# LR5.2 Final Spot Healing brush



## Gene_mtl (Sep 20, 2013)

Wasn't sure where to post this, so apologize in advance if this is not the place.

Just needed to say that I am *extremely happy* with the fix Adobe did to the healing brush in the final release.  Was less impressed with what was done in 5.2RC. But they came through in the final release. It works (for me anyways) perfectly in both Heal and clone modes.

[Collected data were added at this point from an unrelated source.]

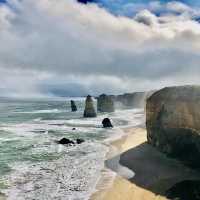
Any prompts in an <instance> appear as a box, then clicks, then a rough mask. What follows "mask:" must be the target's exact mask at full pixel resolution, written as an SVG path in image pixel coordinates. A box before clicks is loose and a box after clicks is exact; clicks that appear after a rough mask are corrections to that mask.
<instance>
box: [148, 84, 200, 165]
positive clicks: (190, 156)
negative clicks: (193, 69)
mask: <svg viewBox="0 0 200 200" xmlns="http://www.w3.org/2000/svg"><path fill="white" fill-rule="evenodd" d="M146 126H147V139H148V142H149V143H150V144H152V145H153V146H155V147H157V148H158V149H159V150H161V151H162V152H165V153H167V154H168V155H171V156H174V157H177V158H179V159H181V160H183V161H184V162H185V163H186V164H189V165H192V166H194V167H200V87H199V86H180V87H168V88H164V89H162V90H160V91H157V92H155V93H154V94H153V95H152V96H150V97H149V98H148V99H147V104H146Z"/></svg>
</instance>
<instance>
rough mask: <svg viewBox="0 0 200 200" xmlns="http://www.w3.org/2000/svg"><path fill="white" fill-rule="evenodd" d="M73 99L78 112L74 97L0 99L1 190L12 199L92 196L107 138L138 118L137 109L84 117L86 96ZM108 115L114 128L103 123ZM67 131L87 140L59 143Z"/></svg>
mask: <svg viewBox="0 0 200 200" xmlns="http://www.w3.org/2000/svg"><path fill="white" fill-rule="evenodd" d="M74 100H76V104H77V107H78V112H76V113H72V112H71V108H70V99H59V100H55V99H54V100H52V99H50V100H49V99H48V100H35V101H28V100H10V99H0V192H1V193H5V194H6V195H7V197H8V199H11V200H18V199H19V200H21V199H38V200H39V199H72V200H73V199H74V200H75V199H76V200H78V199H80V200H82V199H88V197H89V196H88V195H89V194H90V193H91V192H92V189H93V188H94V186H95V183H96V181H97V180H98V177H99V176H100V172H101V169H102V168H103V166H104V158H105V155H106V152H107V150H108V144H106V142H105V139H108V138H111V137H112V136H113V135H115V134H116V132H120V127H123V126H127V125H129V124H131V123H133V122H134V123H136V124H137V123H139V121H138V119H137V117H136V118H134V117H135V116H138V115H141V114H137V112H138V111H137V110H126V111H116V112H115V113H111V114H106V113H103V114H98V117H97V118H91V119H90V118H89V119H85V118H83V117H82V115H83V110H84V99H83V98H77V99H74ZM104 117H110V118H111V119H112V122H113V124H114V126H115V128H114V129H110V130H105V129H103V128H102V125H101V121H102V119H103V118H104ZM134 123H133V124H134ZM73 127H76V130H75V131H74V130H72V128H73ZM63 137H66V138H69V139H73V140H75V139H77V138H82V139H84V140H85V142H84V143H83V144H81V145H75V146H70V147H69V146H68V147H67V146H63V145H58V144H57V143H56V141H57V140H60V139H61V138H63ZM63 177H64V178H63ZM52 191H53V192H52ZM49 194H51V195H50V196H49Z"/></svg>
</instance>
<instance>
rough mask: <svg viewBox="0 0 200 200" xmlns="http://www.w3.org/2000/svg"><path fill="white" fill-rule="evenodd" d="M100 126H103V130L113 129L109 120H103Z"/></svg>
mask: <svg viewBox="0 0 200 200" xmlns="http://www.w3.org/2000/svg"><path fill="white" fill-rule="evenodd" d="M102 124H103V127H104V128H112V127H113V125H112V123H111V121H110V119H109V118H105V119H103V121H102Z"/></svg>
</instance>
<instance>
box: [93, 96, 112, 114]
mask: <svg viewBox="0 0 200 200" xmlns="http://www.w3.org/2000/svg"><path fill="white" fill-rule="evenodd" d="M97 110H98V111H100V112H114V111H115V109H114V101H113V98H112V97H111V96H108V95H106V94H102V95H100V96H99V97H98V98H97Z"/></svg>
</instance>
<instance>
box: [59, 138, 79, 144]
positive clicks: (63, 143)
mask: <svg viewBox="0 0 200 200" xmlns="http://www.w3.org/2000/svg"><path fill="white" fill-rule="evenodd" d="M58 143H59V144H70V145H72V144H75V143H74V141H72V140H69V139H67V138H62V139H61V140H59V141H58Z"/></svg>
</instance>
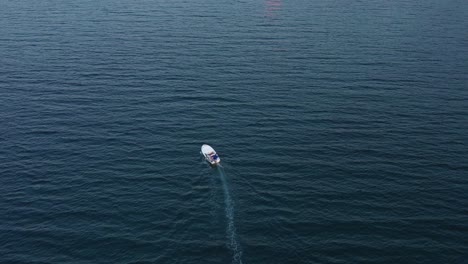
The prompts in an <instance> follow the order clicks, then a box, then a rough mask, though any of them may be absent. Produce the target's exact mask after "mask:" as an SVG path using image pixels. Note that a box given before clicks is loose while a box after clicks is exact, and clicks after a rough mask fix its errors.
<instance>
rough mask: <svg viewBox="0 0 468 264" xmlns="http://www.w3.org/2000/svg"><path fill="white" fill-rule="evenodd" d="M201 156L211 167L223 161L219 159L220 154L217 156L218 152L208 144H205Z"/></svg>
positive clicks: (219, 158)
mask: <svg viewBox="0 0 468 264" xmlns="http://www.w3.org/2000/svg"><path fill="white" fill-rule="evenodd" d="M201 154H202V155H203V156H204V157H205V159H206V161H207V162H208V163H210V164H211V165H216V164H218V163H220V162H221V159H220V158H219V156H218V154H216V151H215V150H214V149H213V148H212V147H210V146H209V145H207V144H204V145H203V146H202V151H201Z"/></svg>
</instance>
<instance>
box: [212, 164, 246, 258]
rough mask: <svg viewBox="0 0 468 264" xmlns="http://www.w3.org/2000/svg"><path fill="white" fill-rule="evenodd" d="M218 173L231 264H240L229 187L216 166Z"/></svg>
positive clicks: (236, 237)
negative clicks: (226, 221)
mask: <svg viewBox="0 0 468 264" xmlns="http://www.w3.org/2000/svg"><path fill="white" fill-rule="evenodd" d="M218 172H219V176H220V178H221V182H222V184H223V190H224V203H225V206H226V207H225V208H226V209H225V212H226V219H227V227H226V235H227V238H228V241H229V243H228V246H229V248H230V249H231V251H232V254H233V258H232V263H234V264H242V249H241V247H240V245H239V243H238V242H237V235H236V226H235V225H234V206H233V202H232V199H231V195H230V193H229V187H228V183H227V181H226V174H225V172H224V169H223V168H222V167H221V166H218Z"/></svg>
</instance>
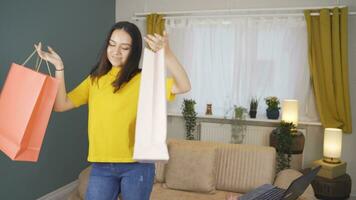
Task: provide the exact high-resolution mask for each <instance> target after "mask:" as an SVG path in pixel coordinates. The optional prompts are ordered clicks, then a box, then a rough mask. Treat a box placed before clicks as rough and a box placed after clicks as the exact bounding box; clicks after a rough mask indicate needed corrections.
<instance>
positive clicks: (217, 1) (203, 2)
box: [116, 0, 356, 196]
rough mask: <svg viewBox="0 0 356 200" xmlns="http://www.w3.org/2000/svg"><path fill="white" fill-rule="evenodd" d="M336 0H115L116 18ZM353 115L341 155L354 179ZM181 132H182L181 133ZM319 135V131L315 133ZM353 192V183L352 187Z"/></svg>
mask: <svg viewBox="0 0 356 200" xmlns="http://www.w3.org/2000/svg"><path fill="white" fill-rule="evenodd" d="M336 3H337V0H313V1H310V0H268V1H266V0H248V1H247V0H179V1H177V0H116V21H120V20H131V17H132V16H133V14H134V13H140V12H167V11H191V10H211V9H240V8H281V7H307V6H310V7H313V6H332V5H336ZM340 4H342V5H348V6H349V9H350V10H351V11H356V1H355V0H340ZM349 19H350V20H349V24H350V26H349V27H350V34H349V35H350V40H349V48H350V70H349V73H350V92H351V102H356V37H355V35H356V15H353V16H350V18H349ZM351 106H352V116H353V133H352V134H344V137H343V147H342V148H343V153H342V159H343V160H345V161H346V162H347V164H348V166H347V172H348V173H349V174H350V175H351V178H352V180H353V181H354V182H355V181H356V156H355V153H356V105H355V104H353V105H352V103H351ZM182 134H183V133H182ZM318 135H322V134H320V133H318ZM313 140H314V141H309V142H315V144H318V145H316V146H315V149H314V151H313V150H310V151H311V152H310V154H311V155H315V154H318V153H316V152H321V148H322V146H321V145H320V144H321V141H322V140H323V138H322V137H320V138H317V137H314V138H313ZM352 194H353V196H356V184H353V188H352Z"/></svg>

Also see a definite improvement in the Auto-Tone. Because of its less than dependable nature in previous LR4 & LR5 releases I had modified my workflow to exclude its use. (In LR2 it was my starting point)   I've have found with 5.2 Final, it is now less likely to grossly over or under expose an image.

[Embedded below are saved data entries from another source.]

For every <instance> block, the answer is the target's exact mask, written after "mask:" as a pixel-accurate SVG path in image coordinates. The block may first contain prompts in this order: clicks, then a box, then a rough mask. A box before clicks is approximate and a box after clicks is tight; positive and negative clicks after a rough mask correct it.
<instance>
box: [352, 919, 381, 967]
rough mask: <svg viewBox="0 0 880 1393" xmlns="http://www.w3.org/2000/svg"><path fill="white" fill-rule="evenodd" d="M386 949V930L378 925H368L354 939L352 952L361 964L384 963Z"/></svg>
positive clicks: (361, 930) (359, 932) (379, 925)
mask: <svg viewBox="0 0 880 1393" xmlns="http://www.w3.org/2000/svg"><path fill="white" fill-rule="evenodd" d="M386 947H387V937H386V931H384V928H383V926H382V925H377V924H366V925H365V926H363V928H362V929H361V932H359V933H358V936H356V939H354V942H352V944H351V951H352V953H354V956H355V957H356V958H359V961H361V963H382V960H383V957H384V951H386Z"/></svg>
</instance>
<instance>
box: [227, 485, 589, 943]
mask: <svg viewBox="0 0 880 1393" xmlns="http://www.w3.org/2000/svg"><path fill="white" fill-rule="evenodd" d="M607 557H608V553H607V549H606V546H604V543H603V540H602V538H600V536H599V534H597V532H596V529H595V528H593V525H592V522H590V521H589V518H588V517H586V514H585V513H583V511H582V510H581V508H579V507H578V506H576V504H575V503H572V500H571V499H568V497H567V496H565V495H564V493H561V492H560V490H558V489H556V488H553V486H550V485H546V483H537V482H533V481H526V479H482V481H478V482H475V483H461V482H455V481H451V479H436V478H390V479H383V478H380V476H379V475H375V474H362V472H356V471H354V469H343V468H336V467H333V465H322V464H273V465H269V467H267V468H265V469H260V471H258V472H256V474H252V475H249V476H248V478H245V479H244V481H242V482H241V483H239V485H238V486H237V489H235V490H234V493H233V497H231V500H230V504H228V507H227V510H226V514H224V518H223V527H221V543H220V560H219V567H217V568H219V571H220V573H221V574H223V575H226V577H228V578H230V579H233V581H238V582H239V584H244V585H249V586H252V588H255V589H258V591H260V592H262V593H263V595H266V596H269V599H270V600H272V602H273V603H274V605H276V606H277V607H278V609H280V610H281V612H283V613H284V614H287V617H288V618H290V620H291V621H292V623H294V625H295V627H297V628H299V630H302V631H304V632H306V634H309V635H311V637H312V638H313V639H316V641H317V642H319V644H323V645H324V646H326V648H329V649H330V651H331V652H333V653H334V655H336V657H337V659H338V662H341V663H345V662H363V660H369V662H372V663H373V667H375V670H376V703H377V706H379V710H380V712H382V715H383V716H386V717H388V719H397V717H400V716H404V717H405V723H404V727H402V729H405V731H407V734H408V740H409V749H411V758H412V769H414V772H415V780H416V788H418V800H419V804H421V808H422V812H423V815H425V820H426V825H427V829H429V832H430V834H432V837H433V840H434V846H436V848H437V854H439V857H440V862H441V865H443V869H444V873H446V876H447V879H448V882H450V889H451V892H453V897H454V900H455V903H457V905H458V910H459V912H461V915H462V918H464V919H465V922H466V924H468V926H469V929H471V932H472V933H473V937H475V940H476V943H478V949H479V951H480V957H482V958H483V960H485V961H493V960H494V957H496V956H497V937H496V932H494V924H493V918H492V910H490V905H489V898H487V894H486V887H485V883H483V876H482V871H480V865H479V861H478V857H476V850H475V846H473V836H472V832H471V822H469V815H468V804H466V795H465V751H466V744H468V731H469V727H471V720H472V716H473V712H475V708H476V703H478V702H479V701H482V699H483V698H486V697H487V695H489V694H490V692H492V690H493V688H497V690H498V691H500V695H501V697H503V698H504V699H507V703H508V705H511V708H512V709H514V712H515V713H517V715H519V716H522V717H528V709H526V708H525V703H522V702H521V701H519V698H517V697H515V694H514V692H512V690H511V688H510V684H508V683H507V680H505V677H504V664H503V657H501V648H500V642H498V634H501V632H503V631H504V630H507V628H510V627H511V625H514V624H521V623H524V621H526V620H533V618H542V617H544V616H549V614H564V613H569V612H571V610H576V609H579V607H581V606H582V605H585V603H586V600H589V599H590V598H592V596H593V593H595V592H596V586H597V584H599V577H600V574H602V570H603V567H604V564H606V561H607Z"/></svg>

Wonder what goodies Adobe has in store for us with Lightroom 6? <Big Grin>


----------



## Victoria Bampton (Sep 21, 2013)

That's great news Gene!


----------



## Rose Weir (Sep 21, 2013)

Well, don't click your heels too quickly on this 'clone, spot brush'.
Check the past images where the clone tool was used and note the blurring that is now there.
Then the challenge is to find all images where the old circle clone tool/brush was used.
Seems that this is a 'bug' and there is the allfilter 1.5 plug in that will search out images where that tool was applied.

Rose


----------



## Gene_mtl (Sep 22, 2013)

Hi Rose.

I checked back through soem older images - pre 5.2 final and don't see any problems.  Then again, I was never overly happy with teh clone/healing brush in LR5, so except for some stright dust spot healing/cloning in LR5 I would jump over to PS CS4 to do any serious cloning and spot removal.  What is this 'allfilter 1.5' you mention?  Freeware? If so, what search parameters would one use?


----------



## Jim Wilde (Sep 22, 2013)

Gene, I think Rose meant John Ellis's AnyFilter plug-in....

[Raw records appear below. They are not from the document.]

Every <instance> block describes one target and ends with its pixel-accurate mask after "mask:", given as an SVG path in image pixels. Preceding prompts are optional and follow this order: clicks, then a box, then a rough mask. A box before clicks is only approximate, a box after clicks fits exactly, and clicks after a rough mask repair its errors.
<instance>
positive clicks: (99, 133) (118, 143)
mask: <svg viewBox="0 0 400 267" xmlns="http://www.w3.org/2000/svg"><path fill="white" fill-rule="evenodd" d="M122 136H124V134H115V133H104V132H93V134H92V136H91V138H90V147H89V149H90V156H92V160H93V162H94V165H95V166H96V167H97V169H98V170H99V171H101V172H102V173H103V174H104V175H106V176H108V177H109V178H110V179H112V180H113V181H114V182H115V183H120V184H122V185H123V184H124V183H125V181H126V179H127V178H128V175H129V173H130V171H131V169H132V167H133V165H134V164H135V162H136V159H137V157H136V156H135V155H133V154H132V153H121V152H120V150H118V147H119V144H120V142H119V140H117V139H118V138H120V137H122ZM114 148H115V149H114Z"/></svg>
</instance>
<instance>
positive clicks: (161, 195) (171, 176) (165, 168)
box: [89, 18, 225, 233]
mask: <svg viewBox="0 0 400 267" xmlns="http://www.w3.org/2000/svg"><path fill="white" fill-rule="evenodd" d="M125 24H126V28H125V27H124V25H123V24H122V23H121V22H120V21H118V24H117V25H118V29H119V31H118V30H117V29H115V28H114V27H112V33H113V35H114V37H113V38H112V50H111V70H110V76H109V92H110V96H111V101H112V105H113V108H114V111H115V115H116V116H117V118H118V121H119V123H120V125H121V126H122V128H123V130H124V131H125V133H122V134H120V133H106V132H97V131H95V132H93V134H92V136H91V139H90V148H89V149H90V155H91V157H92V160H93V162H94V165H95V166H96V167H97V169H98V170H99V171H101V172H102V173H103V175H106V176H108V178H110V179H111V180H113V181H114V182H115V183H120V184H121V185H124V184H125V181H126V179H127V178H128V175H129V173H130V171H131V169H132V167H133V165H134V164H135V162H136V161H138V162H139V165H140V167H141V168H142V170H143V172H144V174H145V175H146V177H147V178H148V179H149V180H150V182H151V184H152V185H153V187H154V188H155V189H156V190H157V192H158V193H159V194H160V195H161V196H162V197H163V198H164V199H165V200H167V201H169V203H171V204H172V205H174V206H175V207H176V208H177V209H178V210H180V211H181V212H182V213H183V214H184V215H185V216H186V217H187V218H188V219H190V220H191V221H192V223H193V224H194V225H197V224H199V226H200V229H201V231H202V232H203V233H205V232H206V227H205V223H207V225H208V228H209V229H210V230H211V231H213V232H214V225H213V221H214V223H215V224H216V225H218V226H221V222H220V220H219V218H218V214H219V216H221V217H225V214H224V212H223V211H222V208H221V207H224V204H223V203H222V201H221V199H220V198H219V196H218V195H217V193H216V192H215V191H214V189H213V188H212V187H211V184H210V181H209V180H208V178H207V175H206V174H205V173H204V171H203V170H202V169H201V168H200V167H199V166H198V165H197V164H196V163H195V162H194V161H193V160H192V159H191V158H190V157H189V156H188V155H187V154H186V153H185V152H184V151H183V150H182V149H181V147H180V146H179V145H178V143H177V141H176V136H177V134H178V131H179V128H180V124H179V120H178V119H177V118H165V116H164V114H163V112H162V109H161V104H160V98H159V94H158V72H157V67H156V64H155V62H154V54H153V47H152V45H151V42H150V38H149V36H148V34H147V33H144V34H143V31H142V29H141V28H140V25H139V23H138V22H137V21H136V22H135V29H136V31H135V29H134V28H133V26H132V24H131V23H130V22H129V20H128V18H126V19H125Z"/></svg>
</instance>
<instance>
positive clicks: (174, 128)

http://www.johnrellis.com/lightroom/anyfilter.htm


----------



## Rose Weir (Sep 22, 2013)

Sorry I didn't give the link. I had been reading about anyfilter either in other posts here or on the Adobe forum.
I have tried it on a month of images and it surely does find all the images where clone or heal has been applied.

Its not that the clone spot brush from V4 is blurred ...its that it has a totally hard edge. The actual feather that was previously applied looks like it is still there in the slider but click on the spot and its ZERO. Hard ball look. Each spot requires reapplying the original feather then it looks the same. 
What a PITA.

I have power lines and clothesline wires that were effectively removed with overlapping circles. Without a repair they are a series of round balls in the image. If each is deleted and the current painting method is used the repair is done OR click on each ball and replace the feather. Either method is repetitive ....somewhat like ironing...not a fave activity. 
The upside is I separated year 2013 and only updated that catalog. The past is staying in Lr4.4 with v2012.

I think its 'tshraner' who posted this finding in the Adobe forum under the thread 'It seems V5.2 is here'.


----------



## Victoria Bampton (Sep 23, 2013)

Rose Weir said:


> Its not that the clone spot brush from V4 is blurred ...its that it has a totally hard edge. The actual feather that was previously applied looks like it is still there in the slider but click on the spot and its ZERO. Hard ball look. Each spot requires reapplying the original feather then it looks the same.
> What a PITA.



I'd leave those pictures alone for the minute, if you can.  Adobe are aware of the new issue and hopefully will come up with a complete fix.


----------



## Rose Weir (Sep 23, 2013)

Victoria Bampton said:


> I'd leave those pictures alone for the minute, if you can.  Adobe are aware of the new issue and hopefully will come up with a complete fix.



Too late. I have used that allfilter plug in, found all 2013 clone tool images and either repaired or reset to remove the original. I decided the image could survive without the clone tool when the issue was rather minimal. This was about half way through the total 1700 images <LOL!>

Unfortunately, complete fixes are not immediate and usually means a complete download; huge download for Windows. If I had any influence I would shout 'Give a choice, 64 or 32 download' <GRIN>


----------



## Gene_mtl (Sep 23, 2013)

Thanks for clarifying, Rose.  (Mind you, you still didn't post the link. <Grin>)  I'm not seeing any issue with my recent (last 3-4months) images, so I can wait until Adobe figures out a fix.


----------



## Jim Wilde (Sep 23, 2013)

Gene, see my post #5 for the link.


----------



## Gene_mtl (Sep 23, 2013)

Thanks Jim. Didn't see it the first time. Much appreciated.


----------